Helmets and Helmet Laws

I wear a helmet, and I would still wear one even if it weren’t a law here in MI.

My friend lost it on the I-94 in WI one day and got a leg caught up under his cycle. It dragged him quite a ways before finally sliding off the road. He sprained an ankle, suffered some Road rash on the forearms, . . . and lost half his face in spite of wearing a police-style half-helment. He lasted three days in the hospital before the head trauma finally got him.

Up until his wreck, I was of the opinion that motorcycle wrecks came in two flavors: too minor to need a helmet, and too major for a helmet to save you. But here’s a wreck which wasn’t spectacular (compared to some), and the injuries–save head injuries–weren’t that major. No neck trauma, no back trauma. The obvious point is this: with a full-face helmet, he lives; without one, he died.

In any case, I wear a full-faced Shoei whenever I ride. Some think the full-face looks pretty dorky on a Harley, but that’s just the way it is.

Right about now, some readers will anticipate that I will start trying to convince everybody to wear helmets. This is where I differ from the lawmakers. I don’t make it my business to demand that others don lids.
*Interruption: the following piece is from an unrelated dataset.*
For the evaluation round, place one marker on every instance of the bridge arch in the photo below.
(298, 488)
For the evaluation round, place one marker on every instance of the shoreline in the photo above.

If you’re riding on my back seat, you’re in my space and become my responsibility; you’d better bring a helmet. If your riding next to me, do whatever you want. I think the country/states should take a similar position. Use their influence to add safety features to automobiles/cycles. They can even make laws that require us to use those safety features (personally, the MI seat belt law doesn’t bother me). But a helmet isn’t built into the Bike. Leave that decision to the rider.

For those of you who don’t wear lids, I don’t think less of you (in fact, I envy you a little). In my case, I feel better wearing one.

This was originally posted to rec.motorcycles.harley.


In 2012, the state of Michigan repealed the helmet law. Anybody who is over 21 years of age and carries medical insurance on their bike insurance, can choose to leave the helmet at home. Being me, I still wear one.